Maar dat het toegankelijk is, betekent niet dat het boek diepgang mist. Dat past ook niet bij de functie, die je er volgens de regelanalisten zelf ook echt niet ‘even bij doet’. “Een regelanalist speelt een belangrijke rol bij de dienstverlening naar inwoners”, vervolgt Jongeneelen-Van Liere. “En wil je regels gebruiksvriendelijk, dus goed toepasbaar maken, dan moet je heel goed alle inhoud en verbanden begrijpen. Van het waarom achter een juridische regel tot de consequenties van elke annotatie in het omgevingsloket.

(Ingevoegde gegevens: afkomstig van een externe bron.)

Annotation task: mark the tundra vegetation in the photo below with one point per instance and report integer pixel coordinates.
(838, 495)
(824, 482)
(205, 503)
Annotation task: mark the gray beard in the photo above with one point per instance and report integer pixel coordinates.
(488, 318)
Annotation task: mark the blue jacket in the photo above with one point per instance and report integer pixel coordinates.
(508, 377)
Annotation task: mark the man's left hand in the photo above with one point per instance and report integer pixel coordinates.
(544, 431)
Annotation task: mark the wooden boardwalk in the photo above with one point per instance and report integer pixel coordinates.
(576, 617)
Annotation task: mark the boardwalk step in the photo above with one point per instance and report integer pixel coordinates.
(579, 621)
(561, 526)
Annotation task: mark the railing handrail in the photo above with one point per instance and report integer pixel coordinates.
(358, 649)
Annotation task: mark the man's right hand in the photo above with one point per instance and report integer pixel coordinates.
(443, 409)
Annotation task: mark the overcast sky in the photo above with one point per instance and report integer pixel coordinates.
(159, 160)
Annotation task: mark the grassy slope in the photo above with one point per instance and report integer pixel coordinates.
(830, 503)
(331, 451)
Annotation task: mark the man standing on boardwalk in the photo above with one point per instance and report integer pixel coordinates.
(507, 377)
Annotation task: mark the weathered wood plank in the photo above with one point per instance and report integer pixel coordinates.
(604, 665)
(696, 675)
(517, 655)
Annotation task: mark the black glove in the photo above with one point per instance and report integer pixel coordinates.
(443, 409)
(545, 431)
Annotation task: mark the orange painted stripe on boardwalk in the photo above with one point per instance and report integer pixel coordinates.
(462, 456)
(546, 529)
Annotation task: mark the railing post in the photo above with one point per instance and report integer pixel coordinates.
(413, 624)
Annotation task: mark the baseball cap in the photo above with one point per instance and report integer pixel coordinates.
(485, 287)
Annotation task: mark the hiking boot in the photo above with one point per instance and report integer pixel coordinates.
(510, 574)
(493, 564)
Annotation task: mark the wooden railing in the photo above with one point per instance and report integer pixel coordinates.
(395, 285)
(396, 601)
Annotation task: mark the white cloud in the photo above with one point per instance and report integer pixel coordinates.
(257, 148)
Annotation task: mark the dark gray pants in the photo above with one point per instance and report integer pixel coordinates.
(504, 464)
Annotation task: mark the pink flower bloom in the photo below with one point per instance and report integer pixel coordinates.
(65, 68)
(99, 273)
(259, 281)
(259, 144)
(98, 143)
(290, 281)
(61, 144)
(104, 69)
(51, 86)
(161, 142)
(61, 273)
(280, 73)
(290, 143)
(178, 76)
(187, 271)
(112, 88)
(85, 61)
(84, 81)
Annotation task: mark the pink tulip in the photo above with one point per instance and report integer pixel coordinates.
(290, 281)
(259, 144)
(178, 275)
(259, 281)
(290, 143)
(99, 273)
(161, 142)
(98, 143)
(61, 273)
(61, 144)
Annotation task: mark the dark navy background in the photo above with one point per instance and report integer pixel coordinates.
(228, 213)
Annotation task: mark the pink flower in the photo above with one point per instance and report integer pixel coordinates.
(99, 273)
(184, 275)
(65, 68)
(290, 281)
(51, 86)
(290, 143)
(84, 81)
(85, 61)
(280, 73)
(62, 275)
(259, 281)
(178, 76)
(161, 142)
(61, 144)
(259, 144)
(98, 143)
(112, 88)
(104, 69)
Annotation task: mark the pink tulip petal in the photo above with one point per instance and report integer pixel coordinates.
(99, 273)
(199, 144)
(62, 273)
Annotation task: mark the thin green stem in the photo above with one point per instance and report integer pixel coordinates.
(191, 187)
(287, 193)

Oosten: “En al die verbanden komen samen in ons product.” Van Dijk: “Ik had vooraf de hoop dat er een product gemaakt zou worden dat niet alleen de projectgroep zelf, maar ook andere regelanalisten in het land goed kunnen gebruiken. En dat is  met ‘Chefs Dolle SamenwerkingsOverheid’ heel goed gelukt. Niet alleen origineel en creatief, maar de recepten bleken een mooie metafoor en vorm om het werk van een regelanalist in de vingers te krijgen. En daarbij is ook goed de vertaalslag gemaakt naar regionale samenwerking. Het receptenboek is bovendien een format dat een organisatie zelf naar eigen inzicht en behoefte kan invullen. Echt maatwerk dus.” 

 

We hebben nog maar een beperkte groep regelanalisten in Nederland, er moeten er veel meer bijkomen. Via dit kookboek kunnen mensen met interesse in de rol op een laagdrempelige manier kenismaken met het vakgebied. [Anne-Lies Jongeneelen-Van Liere]

 

 

Samenhang en samen dóen

Samenhang, zowel binnen het vakgebied van de regelanalist, als in bredere zin, blijft voor alledrie het sleutelwoord van dit DSO-leertraject. “De samenhang tussen je ketens te begrijpen, is zo belangrijk. Ik heb daar ontzettend veel van geleerd. Als je dit als regelanalist niet in beeld hebt en als je puur de juridische regel beetpakt en die gaat vertalen, dan kun je verdwalen. Want dan mis je achtergrond en verbanden, waaróm een bepaalde regel zo is opgesteld.” En ook als je geen regelanalist bent, vindt Oosten dit traject een aanrader:  “Puur om de connectie tussen alles dat met de Omgevingswet te maken heeft, te bevatten.” Waarop Van Dijk tot slot een lans breekt voor blok 2: “Ik denk dat dit misschien wel het meest waardevolle blok is in het hele leertraject. Je leert pas echt door te dóen. En hier kun je als een integrale groep, helemaal in de geest van de Omgevingswet, lekker multidisciplinair aan de slag gaan. Heel krachtig. En wat mij betreft een unieke kans.”